Cytoplasmic nucleotide precursors of mutant M9 were purified, separated by rp-HPLC, and identified by mass spectrometry and tandem mass spectrometry. Fragmentation of the peak at m/z 1,079.35 gave ions at m/z 675.27 and 490.19 corresponding to the MurNAc-tetrapeptide and lactoyl-tetrapeptide moieties of the molecule. Peak at m/z 401.21 matched the predicted value for loss of the D-alanine residue at the C-terminal position of lactoyl-tetrapeptide (m/z 490.19). Loss of additional L-Lys and D-Glu gave ion at m/z 273.14 and 144.05, respectively. The peaks at m/z 347.19, 258.12, 218.14, and 129.09 matched the expected mass of D-iGlu-L-Lys-D-Ala, D-iGlu-L-Lys, L-Lys-D-Ala, and L-Lys, respectively.
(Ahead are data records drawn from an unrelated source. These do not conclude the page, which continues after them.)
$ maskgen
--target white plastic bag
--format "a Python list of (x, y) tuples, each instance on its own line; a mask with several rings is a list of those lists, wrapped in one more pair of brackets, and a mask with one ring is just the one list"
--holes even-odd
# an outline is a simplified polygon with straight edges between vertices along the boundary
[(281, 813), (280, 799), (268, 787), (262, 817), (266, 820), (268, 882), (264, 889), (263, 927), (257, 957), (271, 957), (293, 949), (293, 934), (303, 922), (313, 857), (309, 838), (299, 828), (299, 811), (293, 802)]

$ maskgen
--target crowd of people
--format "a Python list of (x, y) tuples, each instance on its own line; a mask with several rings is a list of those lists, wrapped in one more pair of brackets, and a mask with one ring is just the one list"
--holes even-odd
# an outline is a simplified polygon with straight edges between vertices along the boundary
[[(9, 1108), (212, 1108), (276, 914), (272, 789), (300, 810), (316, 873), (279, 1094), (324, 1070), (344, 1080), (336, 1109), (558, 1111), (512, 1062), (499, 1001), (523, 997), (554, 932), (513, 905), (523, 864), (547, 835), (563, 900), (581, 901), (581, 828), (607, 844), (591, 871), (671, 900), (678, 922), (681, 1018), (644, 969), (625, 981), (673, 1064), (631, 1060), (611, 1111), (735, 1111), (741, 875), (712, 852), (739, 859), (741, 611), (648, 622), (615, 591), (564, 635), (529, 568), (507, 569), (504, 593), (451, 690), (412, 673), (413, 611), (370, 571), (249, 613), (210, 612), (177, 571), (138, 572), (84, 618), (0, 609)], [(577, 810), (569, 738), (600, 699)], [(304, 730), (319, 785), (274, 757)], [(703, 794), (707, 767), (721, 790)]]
Fig. 4. Structure of the peptidoglycan of mutant M9

(A) rp-HPLC profile of lactoyl-peptides. Peptidoglycan was digested with muramidases and treated with ammonium hydroxide to cleave the ether link internal to MurNAc. This treatment also converts D-iso-asparaginyl into D-iso-aspartatyl (D-iAsp) residues. mAU, absorbance unit × 10³ at 210 nm. (B) Schematic representation of dimers generated by L,D-transpeptidation. All multimers of M9 contained L-Lys³→D-iAsp-L-Lys³ cross-links. Variations occurred in the free side chain (presence or absence of D-iAsp) and at the 4^th position of the acceptor stem peptide (presence of Gly, D-Ala or absence of a residue). The diversity of monomers resulted from variations at the same positions. (C) Peptidoglycan composition. The relative abundance (%) of the material in the peaks was calculated by integration of the absorbance at 210 nm. The structure of lactoyl-peptides was deduced from the mass and confirmed by tandem mass spectrometry for all monomers and dimers. Mass, observed monoisotopic mass.

Fig. 5. Sequencing of a dimer of M9 (peak 11) by tandem mass spectrometry

Fragmentation of the ion at m/z 1,118.5 (A) and inferred structure (B). Boxes indicate ions generated by cleavage at single peptide bounds. D-Lac, D-lactoyl.